Kinerja keuangan PT Pertamina (Persero) dinilai akan terkerek oleh sektor bisnis hilir yang diuntungkan dengan harga minyak dunia rendah.
Pengamat ekonomi energi dari Universitas Gadjah Mada (UGM) Fahmy Radhi mengatakan bahwa, dari sisi bisnis hulu Pertamina, harga minyak dunia yang menyentuh titik nadir membuat pendapatan dari hulu akan merosot dan target produksi tahun ini diprediksi tidak akan tercapai.
Namun, Fahmy memproyeksikan kondisi tersebut akan kembali pulih seiring dengan peningkatan harga setelah pandemi Covid-19 berakhir.
Di sisi lain, sebagai importir minyak mentah dan gasolin, Pertamina akan diuntungkan dengan harga minyak dunia yang terpuruk.
“Pertamina bisa impor dengan harga sangat murah dan menjual BBM di Hilir dengan harga yang masih tinggi, sehingga meraih keuntungan yang besar,” ujarnya kepada Bisnis baru-baru ini.
Adapun, pada awal Mei 2020, Pertamina mencatat pelemahan penjualan BBM dari seluruh produk yang dipasarkan.
Untuk penjualan gasolin yang terdiri atas Premium dan Pertamax Serius, penjualan rata-rata harian turun sebesar 20,79 persen dibandingkan dengan rata-rata harian Januari dan Februari 2020.
Sementara itu, penjualan produk gasoil yang terdiri atas Solar (PSO dan non PSO), Dexlite, dan Pertamina Dex, penjualan rata-rata harian turun sebesar 12,25 persen dibandingkan dengan rata-rata harian Januari dan Februari 2020.
Sebelumnya, Direktur Utama Pertamina Nicke Widyawati mengatakan bahwa pelemahan penjualan BBM akan berdampak cukup besar terhadap pendapatan perseroan.
Pasalnya, bisnis hilir berkontribusi sebesar 80 persen terhadap total pendapatan Pertamina dan 20 persen merupakan kontribusi dari bisnis hulu.
Namun, Nicke mengungkapkan dari sisi profit, sektor hulu justru berkontribusi sebesar 80 persen terhadap total laba, sedangkan sektor hilir hanya berkontribusi sebesar 20 persen.
Pada tahun ini, Pertamina telah melakukan skenario penyesuaian produksi hulu.

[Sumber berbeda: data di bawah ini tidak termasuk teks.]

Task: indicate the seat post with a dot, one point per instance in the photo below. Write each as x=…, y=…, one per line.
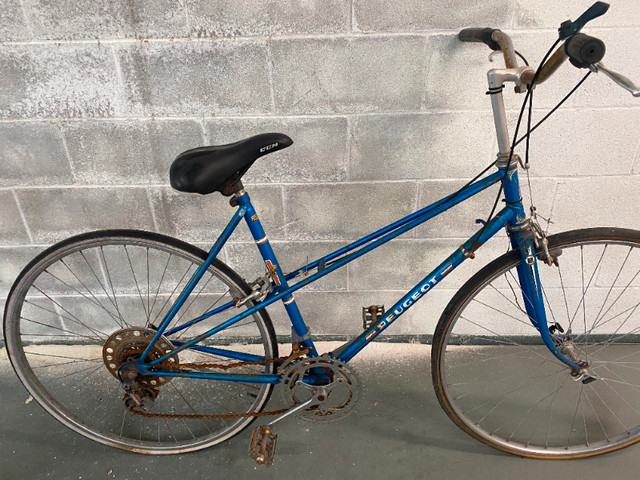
x=232, y=188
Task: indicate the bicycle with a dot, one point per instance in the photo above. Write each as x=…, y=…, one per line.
x=133, y=338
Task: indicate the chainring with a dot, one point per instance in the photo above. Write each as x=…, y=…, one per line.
x=302, y=378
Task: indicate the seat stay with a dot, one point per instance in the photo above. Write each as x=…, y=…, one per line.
x=283, y=291
x=195, y=278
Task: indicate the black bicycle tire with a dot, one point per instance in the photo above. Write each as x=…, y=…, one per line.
x=476, y=283
x=175, y=244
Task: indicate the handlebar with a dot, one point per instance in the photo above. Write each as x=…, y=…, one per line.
x=583, y=50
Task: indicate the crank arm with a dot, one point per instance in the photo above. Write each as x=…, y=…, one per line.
x=316, y=399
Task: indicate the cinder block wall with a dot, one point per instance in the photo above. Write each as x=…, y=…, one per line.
x=387, y=110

Pertamina menyesuaikan produksi setara minyak turun dari 923 mboepd menjadi 894 mboepd.
“Secara angka kami sudah itung untuk skenario berat penurunan pendapatan kita antara 38 persen–40 persen dan dampak pada penurunan profit lebih dari itu,” ungkapnya.
Pertamina memperkirakan kehilangan potensi keuntungan hingga 51 persen atau sekitar US$1,12 miliar dari rencana kerja dan anggaran (RKAP) 2020.
Berdasarkan RKAP Pertamina, target laba tahun ini dipatok US$2,2 miliar dan pendapatan mencapai US$58,33 miliar.
Nicke mengatakan profit Pertamina bakal tergerus lebih dalam lagi karena ada kerugian selisih kurs yang harus dimasukkan.
“Kami Capex dan Opex menggunakan dolar Amerika Serikat, sementara penerimaan [banyak] menggunakan rupiah,” katanya.
Potensi hilangnya laba Pertamina, mengacu dua skenario yang ditetapkan Pertamina dengan mempertimbangkan ICP dan kurs dolar Amerika Serikat.
Mengacu skenario pertama, pendapatan perseroan berpotensi turun US$ 22,17 miliar menjadi US$ 36,16 miliar. Sementara mengacu skenario kedua, potensi penurunan pendapatan lebih besar yakni mencapai US$ 26,25 miliar atau menjadi US$ 32,08 miliar.
“Untuk skenario sangat berat, maka profit akan berkurang 51 persen. itu dengan asumsi yang sudah ditetapkan pemerintah. Cashflow lebih berat lagi krn kita banyak berikan fasilitas kredit ke pelanggan karena semua pihak kesulitan cashflow,” tambahnya.